On parle ainsi d’un peu plus de 10 000 demandes par mois et de personnes souvent fragiles financièrement qui viennent parfois trouver de l’aide chez Crésus, une fédération associative qui les accompagne pour sortir du surendettement.
Nicole est une retraitée endettée. À force d’aider financièrement son neveu, son épargne a fondu, elle a pris quatre crédits à la consommation et ne s’en sort plus. "Il est compliqué à lire ce dossier", commente Régine Montfront, l’une des bénévoles de l’association. "Oui, je n'ai pas tout compris...", reconnaît Nicole.
Régine Monfront lui a permis de déposer un dossier de surendettement auprès de la Banque de France : "[Le dossier] est recevable. Ça, c'est une bonne nouvelle. Vous aurez un plan où vous devrez rembourser 256 euros par mois. Ça remplace tous les crédits que vous remboursiez jusque-là. Donc vous allez passer de 1 064 euros par mois à 256. Ça va aller mieux", rassure-t-elle.
"Moi qui ai toujours payé les PV..."
Sauf si l’un de ses créanciers fait un recours. Cela arrive de plus en plus souvent, comme dans un dossier sur cinq actuellement, estime Régine Monfront : "Je me demande s'ils ne tirent pas un peu au hasard en se disant 'Tiens, on va faire un recours', un peu pour faire peur."
"Vous vous rendez compte : en justice ! Moi qui ai toujours payé les PV...", s'inquiète Nicole. La retraitée est en bonne voie pour remonter la pente. "Je vous remercie pour vos bons conseils",sourit Nicole. Mais les profils sont variés et l’on peut très bien être surendetté sans jamais avoir pris un crédit, explique Régine Monfront : "Il suffit de ne pas payer son loyer. Il suffit d'avoir des retards chez EDF, la cantine des enfants... On a aussi beaucoup de dettes dans les hôpitaux. C'est pour ça que quand on dit 'Les gens se sont endettés'. Non, dans la plupart des cas, c'est du surendettement passif. C’est-à-dire qu'ils n'ont pas réussi à payer leurs charges."
"Je vis au-dessus de mes moyens"
Demander cet accompagnement pourtant n’est pas si simple. Ludivine, qui vient pour la première fois, a mis plusieurs années à prendre rendez-vous : "Je n'arrive pas du tout à m'en sortir toute seule pour gérer mon budget depuis que j'ai divorcé. C'était ma crainte et dieu merci je peux vivre décemment mais je vis au-dessus de mes moyens. Je n'ai aucun crédit, mais je suis à découvert depuis plus de dix ans. C'est vraiment un grand SOS, une bouteille à la mer pour moi."
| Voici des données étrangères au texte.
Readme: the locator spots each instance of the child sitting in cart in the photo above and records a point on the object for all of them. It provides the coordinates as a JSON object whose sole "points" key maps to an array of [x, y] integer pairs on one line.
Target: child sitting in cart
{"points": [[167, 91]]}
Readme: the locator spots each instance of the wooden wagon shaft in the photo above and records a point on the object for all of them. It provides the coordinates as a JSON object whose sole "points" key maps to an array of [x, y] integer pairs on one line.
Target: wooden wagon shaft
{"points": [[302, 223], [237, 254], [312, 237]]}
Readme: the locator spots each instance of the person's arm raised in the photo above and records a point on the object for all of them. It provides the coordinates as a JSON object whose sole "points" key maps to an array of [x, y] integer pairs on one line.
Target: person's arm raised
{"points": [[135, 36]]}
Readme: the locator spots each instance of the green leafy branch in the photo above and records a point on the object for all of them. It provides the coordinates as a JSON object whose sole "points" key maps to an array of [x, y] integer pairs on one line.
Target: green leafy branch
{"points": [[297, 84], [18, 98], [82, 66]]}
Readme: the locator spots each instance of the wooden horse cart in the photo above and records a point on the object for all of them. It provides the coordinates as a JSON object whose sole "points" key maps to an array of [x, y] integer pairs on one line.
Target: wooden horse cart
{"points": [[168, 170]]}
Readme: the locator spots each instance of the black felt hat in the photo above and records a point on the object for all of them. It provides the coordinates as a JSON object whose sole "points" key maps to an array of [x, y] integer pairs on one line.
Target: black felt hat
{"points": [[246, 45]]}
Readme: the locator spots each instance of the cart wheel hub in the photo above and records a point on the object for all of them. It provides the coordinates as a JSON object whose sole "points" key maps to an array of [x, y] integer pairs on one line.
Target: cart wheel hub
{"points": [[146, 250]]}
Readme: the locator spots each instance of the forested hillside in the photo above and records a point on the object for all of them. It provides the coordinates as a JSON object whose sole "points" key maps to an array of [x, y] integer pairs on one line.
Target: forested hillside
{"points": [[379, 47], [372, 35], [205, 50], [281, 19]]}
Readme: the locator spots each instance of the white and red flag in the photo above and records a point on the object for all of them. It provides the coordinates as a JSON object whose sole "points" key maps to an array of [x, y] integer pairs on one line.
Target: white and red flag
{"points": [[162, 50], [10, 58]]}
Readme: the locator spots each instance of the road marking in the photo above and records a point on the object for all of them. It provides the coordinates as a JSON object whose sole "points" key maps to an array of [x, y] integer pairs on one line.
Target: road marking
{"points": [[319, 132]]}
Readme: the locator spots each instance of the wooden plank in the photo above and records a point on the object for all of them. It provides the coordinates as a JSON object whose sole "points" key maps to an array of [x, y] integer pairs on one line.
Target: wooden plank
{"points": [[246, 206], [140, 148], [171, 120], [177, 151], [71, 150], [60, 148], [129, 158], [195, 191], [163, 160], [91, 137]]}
Les femmes sont majoritaires à déposer des dossiers et à se présenter dans ce bureau, note la bénévole, pour trois raisons principales : "Les femmes ont plus tendance à accepter de demander de l'aide. Il y a aussi le problème récurrent des familles monoparentales... Et puis, du côté des établissements financiers, quand il y a des codébiteurs pour un crédit, la consigne est de s'adresser à la femme ! Une femme, ça répond, ça fait tout ce que ça peut pour rembourser. Un homme, ça peut ne pas répondre..."
La France, elle, est pionnière en la matière : cela fait 35 ans qu’existe ce type d’accompagnement, face au surendettement.